Bubbles that glitter as they rise and break

On vain Philosophy’s aye-babbling spring.

For never guiltless may I speak of him,

The Incomprehensible! save when with awe

I praise him, and with Faith that inly feels;

Who with his saving mercies healèd me,

A sinful and most miserable man,

Wildered and dark, and gave me to possess

Peace, and this Cot, and thee, heart-honored Maid!

Reflections on Having Left a Place of Retirement

Table of Contents

Low was our pretty Cot; our tallest Rose

Peep’d at the chamber-window. We could hear

At silent noon, and eve, and early morn,

The Sea’s faint murmur. In the open air

Our Myrtles blossom’d; and across the porch

Thick Jasmins twined: the little landscape round

Was green and woody, and refresh’d the eye.

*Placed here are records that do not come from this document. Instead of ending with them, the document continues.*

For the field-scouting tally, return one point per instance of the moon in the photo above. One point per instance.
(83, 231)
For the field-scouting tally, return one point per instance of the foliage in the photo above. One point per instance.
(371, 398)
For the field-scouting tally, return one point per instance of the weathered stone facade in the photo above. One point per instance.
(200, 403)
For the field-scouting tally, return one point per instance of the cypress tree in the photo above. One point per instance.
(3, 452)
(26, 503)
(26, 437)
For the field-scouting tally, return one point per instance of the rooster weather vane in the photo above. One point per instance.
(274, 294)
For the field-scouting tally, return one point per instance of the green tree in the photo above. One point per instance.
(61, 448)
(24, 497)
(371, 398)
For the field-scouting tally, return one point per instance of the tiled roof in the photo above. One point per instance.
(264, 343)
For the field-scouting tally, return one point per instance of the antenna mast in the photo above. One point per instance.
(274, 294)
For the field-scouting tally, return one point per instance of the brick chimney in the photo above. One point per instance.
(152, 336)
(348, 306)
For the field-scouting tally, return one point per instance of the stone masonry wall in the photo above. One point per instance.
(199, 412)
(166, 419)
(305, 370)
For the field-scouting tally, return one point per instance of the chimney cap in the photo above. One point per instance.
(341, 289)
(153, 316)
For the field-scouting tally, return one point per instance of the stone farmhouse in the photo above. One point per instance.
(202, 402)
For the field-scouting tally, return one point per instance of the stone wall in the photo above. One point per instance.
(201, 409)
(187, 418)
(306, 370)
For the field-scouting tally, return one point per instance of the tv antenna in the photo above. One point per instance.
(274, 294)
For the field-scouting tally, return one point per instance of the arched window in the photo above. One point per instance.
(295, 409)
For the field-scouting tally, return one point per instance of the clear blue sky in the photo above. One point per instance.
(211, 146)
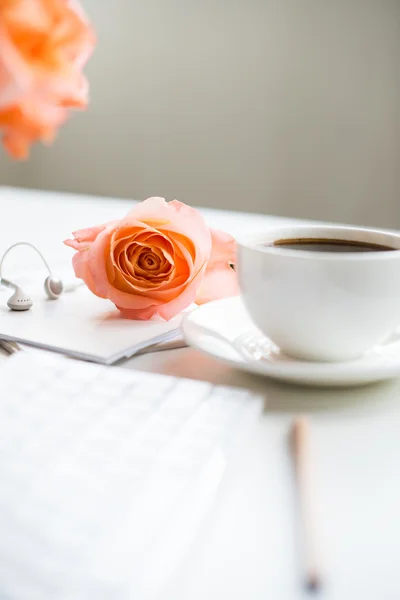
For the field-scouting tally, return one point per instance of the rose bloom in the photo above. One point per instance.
(44, 45)
(157, 260)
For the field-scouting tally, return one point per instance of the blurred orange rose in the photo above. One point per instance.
(44, 45)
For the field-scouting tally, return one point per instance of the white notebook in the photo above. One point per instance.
(83, 326)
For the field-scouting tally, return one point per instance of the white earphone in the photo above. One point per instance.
(20, 300)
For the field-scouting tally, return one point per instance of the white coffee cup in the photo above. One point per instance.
(321, 306)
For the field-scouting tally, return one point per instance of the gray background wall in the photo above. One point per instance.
(279, 106)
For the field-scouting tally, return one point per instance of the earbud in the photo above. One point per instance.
(53, 286)
(19, 300)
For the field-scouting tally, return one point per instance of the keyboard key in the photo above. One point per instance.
(95, 463)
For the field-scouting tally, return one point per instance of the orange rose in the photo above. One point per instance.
(157, 260)
(43, 46)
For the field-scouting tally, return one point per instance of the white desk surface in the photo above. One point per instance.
(247, 547)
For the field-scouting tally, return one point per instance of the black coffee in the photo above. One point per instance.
(327, 245)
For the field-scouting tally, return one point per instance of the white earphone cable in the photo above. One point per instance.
(9, 283)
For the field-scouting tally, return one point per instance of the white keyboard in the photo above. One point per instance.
(105, 474)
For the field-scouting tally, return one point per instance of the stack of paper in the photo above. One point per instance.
(81, 325)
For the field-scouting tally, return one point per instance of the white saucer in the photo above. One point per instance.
(223, 329)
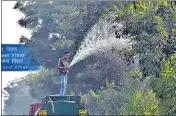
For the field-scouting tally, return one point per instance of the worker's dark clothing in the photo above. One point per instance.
(63, 75)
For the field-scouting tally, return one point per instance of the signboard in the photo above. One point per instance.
(14, 57)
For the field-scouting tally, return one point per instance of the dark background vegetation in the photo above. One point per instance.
(113, 83)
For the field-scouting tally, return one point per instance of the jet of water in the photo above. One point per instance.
(99, 38)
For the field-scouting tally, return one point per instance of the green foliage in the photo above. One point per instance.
(165, 86)
(142, 103)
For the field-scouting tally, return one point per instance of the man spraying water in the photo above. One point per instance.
(64, 70)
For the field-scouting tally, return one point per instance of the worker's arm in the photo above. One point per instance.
(59, 65)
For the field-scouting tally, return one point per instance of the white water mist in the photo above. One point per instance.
(99, 38)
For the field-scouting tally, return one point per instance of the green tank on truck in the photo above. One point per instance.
(61, 105)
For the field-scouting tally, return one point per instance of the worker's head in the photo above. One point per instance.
(66, 55)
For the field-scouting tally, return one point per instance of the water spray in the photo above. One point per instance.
(99, 38)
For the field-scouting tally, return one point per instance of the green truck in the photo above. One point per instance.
(59, 105)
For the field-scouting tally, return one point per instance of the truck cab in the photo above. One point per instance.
(59, 105)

It was a spot which you might aptly call

The Valley of Seclusion! Once I saw

(Hallowing his Sabbath-day by quietness)

A wealthy son of commerce saunter by,

Bristowa’s citizen: methought it calm’d

His thirst of idle gold, and made him muse

With wiser feelings: for he paus’d, and look’d

With a pleas’d sadness, and gaz’d all around,

Then eyed our Cottage, and gaz’d round again,

And sigh’d, and said, it was a Blessed Place.

And we were bless’d. Oft with patient ear

Long-listening to the viewless skylark’s note

(Viewless, or haply for a moment seen

Gleaming on sunny wings) in whisper’d tones

I’ve said to my Beloved, ‘Such, sweet Girl!

The inobtrusive song of Happiness,

Unearthly minstrelsy! then only heard

When the Soul seeks to hear; when all is hush’d,

And the Heart listens!’

But the time, when first

From that low Dell, steep up the stony Mount

I climb’d with perilous toil and reach’d the top.

Oh! what a goodly scene! the bleak mount,

The bare bleak mountain speckled thin with sheep;

Grey clouds, that shadowing spot the sunny fields;

And river, now with bushy rocks o’erbrow’d,

Now winding bright and full, with naked banks;

And seats, and lawns, the Abbey and the wood,

And cots, and hamlets, and faint city-spire;

The Channel, the Islands and white sails,

Dim coasts, and cloud-like hills, and shoreless Ocean-

It seem’d like Omnipresence! God, methought,

Had built him there a Temple: the whole World

Seem’d in its vast circumference:

No profan’d my overwhelmed heart.

Blest hour! It was a luxury,-to be!

Ah! quiet Dell! dear Cot, and Mount sublime!

I was constrain’d to quit you. Was it right,

While my unnumber’d brethren toil’d and bled,

That I should dream away the entrusted hours

On rose-leaf beds, pampering the coward heart

With feelings all too delicate for use?

Sweet is the tear that from some Howard’s eye

Drops on the cheek of one he lifts from earth:

And he that works me good with unmov’d face,

Does it but half: he chills me while he aids,

My benefactor, not my brother man!

Yet even this, this cold beneficence

Praise, praise it, O my Soul! oft as thou scann’st

The sluggard Pity’s vision-weaving tribe!

Who sigh for Wretchedness, yet shun the Wretched,

Nursing in some delicious solitude

Their slothful loves and dainty sympathies!

I therefore go, and join head, heart, and hand,

Active and firm, to fight the bloodless fight

Of Science, Freedom, and the Truth in Christ.